DOMA and LGBTQ Rights in PA

I just finished reading an article in PhillyNOW, a weekly blog that touts itself as an alternative to the mainstream press in Philadelphia to “bring you news and politics with an attitude, whether you like it or not.”  This article, in light of yesterday’s Supreme Court decision in UNITED STATES v. WINDSOR overturning the definition of marriage as described in Section 3 of the Defense of Marriage Act (DOMA), calls on the Democratic Party at both the state and national levels to “stand up on LGBT rights.”

I would go even further.

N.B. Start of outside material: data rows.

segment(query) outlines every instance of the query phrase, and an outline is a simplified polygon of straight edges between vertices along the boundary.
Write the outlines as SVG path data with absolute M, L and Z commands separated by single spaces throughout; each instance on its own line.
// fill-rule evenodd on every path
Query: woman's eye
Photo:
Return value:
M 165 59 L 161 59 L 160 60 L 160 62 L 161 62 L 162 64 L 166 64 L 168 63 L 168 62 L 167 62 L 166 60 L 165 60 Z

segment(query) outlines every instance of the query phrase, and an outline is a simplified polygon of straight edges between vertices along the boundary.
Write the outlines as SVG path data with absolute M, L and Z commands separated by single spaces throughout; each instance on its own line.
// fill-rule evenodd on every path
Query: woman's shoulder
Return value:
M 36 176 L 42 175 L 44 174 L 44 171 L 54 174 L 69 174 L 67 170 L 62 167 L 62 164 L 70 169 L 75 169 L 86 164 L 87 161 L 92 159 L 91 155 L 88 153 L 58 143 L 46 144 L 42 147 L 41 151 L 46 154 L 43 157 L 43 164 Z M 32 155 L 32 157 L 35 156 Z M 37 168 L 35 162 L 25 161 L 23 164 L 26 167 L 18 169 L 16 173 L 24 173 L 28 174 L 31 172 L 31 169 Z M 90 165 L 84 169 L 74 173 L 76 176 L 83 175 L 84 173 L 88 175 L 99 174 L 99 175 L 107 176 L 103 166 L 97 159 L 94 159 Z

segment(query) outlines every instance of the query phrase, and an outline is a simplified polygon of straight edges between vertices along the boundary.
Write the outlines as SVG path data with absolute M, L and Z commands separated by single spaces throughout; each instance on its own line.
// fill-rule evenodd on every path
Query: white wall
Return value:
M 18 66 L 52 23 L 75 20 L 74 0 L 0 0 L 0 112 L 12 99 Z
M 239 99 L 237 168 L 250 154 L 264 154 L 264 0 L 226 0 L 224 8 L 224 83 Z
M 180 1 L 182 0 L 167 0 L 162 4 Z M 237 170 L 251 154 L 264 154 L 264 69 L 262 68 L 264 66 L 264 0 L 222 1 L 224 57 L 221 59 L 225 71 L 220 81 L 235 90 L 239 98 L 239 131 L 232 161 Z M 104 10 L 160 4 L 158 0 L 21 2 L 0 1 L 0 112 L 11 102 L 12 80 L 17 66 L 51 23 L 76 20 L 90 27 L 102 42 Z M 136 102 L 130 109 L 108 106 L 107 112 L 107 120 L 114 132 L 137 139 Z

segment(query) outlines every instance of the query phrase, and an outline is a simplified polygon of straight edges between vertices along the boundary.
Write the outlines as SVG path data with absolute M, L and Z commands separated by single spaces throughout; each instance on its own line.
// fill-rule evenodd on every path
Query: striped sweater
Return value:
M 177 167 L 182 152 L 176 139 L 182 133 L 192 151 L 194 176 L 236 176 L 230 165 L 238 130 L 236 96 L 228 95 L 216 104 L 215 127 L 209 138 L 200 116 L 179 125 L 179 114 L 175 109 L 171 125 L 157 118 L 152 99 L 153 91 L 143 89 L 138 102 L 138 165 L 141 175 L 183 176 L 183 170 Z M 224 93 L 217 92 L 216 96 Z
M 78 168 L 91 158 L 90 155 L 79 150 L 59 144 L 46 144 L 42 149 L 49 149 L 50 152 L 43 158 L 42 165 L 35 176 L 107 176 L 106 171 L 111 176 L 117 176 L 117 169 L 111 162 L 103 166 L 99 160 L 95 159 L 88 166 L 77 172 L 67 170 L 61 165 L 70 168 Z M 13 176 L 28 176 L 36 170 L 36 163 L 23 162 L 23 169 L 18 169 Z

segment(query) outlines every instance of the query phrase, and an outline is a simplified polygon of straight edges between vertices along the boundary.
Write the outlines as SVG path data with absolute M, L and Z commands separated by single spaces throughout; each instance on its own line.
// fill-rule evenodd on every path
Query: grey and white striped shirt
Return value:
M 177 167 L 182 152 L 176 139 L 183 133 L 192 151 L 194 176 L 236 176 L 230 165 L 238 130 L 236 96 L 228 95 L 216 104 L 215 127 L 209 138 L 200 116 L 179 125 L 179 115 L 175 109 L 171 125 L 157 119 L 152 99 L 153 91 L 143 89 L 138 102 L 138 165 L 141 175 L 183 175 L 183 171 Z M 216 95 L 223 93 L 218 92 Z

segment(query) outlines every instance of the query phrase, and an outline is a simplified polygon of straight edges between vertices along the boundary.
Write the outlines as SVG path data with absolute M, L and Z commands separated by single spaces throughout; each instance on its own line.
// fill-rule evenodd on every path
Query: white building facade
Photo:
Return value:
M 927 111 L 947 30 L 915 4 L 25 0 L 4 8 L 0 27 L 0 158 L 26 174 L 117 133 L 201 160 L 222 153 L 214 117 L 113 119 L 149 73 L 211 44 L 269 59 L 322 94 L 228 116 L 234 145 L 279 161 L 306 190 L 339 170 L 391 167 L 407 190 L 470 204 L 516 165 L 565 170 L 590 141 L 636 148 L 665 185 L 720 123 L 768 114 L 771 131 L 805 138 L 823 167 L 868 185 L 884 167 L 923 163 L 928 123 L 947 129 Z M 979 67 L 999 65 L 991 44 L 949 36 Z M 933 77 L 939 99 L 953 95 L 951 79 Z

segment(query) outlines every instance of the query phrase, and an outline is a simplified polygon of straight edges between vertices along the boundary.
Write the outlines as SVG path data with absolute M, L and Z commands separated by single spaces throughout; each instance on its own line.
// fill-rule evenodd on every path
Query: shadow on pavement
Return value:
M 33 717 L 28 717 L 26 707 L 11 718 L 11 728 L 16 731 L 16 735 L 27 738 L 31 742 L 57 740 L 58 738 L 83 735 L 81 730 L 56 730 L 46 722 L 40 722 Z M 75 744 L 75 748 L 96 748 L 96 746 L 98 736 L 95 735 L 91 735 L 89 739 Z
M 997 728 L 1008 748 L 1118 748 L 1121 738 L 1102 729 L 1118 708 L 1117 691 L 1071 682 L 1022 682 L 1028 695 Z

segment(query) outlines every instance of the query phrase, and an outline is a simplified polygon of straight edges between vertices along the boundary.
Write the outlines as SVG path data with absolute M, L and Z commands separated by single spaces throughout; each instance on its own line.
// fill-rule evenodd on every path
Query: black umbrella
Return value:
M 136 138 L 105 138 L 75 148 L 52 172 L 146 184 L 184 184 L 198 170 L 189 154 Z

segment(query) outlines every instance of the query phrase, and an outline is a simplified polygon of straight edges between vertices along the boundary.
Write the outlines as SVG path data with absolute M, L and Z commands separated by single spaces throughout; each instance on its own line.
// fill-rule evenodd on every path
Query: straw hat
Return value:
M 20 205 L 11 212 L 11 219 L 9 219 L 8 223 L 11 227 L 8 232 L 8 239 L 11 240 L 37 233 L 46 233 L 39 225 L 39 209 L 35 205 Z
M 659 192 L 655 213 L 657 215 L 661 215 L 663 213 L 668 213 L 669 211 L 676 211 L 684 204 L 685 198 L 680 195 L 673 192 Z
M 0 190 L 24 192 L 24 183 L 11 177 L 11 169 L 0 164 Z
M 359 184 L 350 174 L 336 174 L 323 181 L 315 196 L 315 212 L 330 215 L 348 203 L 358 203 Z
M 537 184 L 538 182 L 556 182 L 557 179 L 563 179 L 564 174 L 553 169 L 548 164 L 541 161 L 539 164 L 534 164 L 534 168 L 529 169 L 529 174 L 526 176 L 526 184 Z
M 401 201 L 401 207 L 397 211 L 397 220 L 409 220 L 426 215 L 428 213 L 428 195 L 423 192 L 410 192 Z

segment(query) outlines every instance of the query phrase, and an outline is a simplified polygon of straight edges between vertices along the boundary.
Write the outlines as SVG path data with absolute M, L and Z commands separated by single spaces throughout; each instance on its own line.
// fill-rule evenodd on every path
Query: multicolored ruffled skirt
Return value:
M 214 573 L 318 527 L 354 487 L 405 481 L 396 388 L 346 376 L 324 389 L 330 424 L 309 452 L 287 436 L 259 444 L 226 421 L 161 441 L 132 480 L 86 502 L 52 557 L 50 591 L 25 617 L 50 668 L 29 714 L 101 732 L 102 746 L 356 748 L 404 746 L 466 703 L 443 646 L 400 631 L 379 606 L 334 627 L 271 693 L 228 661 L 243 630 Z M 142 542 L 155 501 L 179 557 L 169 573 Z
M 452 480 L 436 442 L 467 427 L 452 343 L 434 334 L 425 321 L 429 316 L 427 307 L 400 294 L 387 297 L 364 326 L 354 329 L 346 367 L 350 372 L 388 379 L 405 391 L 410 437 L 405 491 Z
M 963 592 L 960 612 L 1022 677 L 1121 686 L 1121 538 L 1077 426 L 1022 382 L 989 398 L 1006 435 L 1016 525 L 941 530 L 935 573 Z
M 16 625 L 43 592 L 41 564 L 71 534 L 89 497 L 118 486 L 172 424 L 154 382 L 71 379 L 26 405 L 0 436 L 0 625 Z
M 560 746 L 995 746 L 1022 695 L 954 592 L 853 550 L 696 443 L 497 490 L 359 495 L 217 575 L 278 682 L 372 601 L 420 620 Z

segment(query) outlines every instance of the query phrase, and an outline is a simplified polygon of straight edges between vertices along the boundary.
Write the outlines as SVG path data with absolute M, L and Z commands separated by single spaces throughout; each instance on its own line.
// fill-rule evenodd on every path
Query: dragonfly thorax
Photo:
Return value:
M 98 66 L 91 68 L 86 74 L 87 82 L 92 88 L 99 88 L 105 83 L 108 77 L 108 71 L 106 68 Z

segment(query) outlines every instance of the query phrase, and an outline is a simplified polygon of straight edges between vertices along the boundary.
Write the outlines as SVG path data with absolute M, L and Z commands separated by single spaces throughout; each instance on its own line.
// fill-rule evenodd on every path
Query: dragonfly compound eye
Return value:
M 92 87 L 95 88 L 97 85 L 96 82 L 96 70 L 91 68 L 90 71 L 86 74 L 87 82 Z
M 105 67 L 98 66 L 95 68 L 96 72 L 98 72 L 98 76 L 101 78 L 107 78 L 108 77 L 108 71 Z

Not only should Democrats step forward, but Republicans need to step of to the plate of equal access as well.

It doesn’t matter what party you belong to.

The Declaration of Independence says,

We hold these truths to be self-evident, that all men [sic] are created equal, that they are endowed … with certain unalienable Rights, that among these are Life, Liberty and the pursuit of Happiness.

The  5th amendment to the Constitution, in part says,

“No person…shall be deprived of life, liberty, or property, without due process of law…”

(FYI, It was this constitutional “due process” amendment that was used to overturn DOMA in yesterday’s majority opinion).

That means equality for all. Including in marriage and an end to hate and discrimination for all, gay or straight.

Our laws need to be changed here in Pennsylvania to live up to the Declaration of Independence and our Constitutional right to democracy and freedom for all. That includes, but are not limited to:

  1. revoking Pennsylvania’s DOMA law;
  2. passing marriage equality;
  3. adding sexual orientation and gender identity, as well as gender, disability, and ancestry (click here and here for current bills) back into PA’s hate crimes law;
  4. adding sexual orientation and gender identity (bill not yet introduced into the PA General Assembly) into PA’s Human Relations Act;
  5. passing the proposed the Pennsylvania Safe Schools (PASS) Act that focuses on bullying and harassment in public schools; and
  6. changing state inheritance tax laws to give the same exemptions to the tax that heterosexual couples have (as far as I can tell, there is no pending legislation in the PA General Assembly to do this).

Let’s do it sooner rather than later. Let’s come together.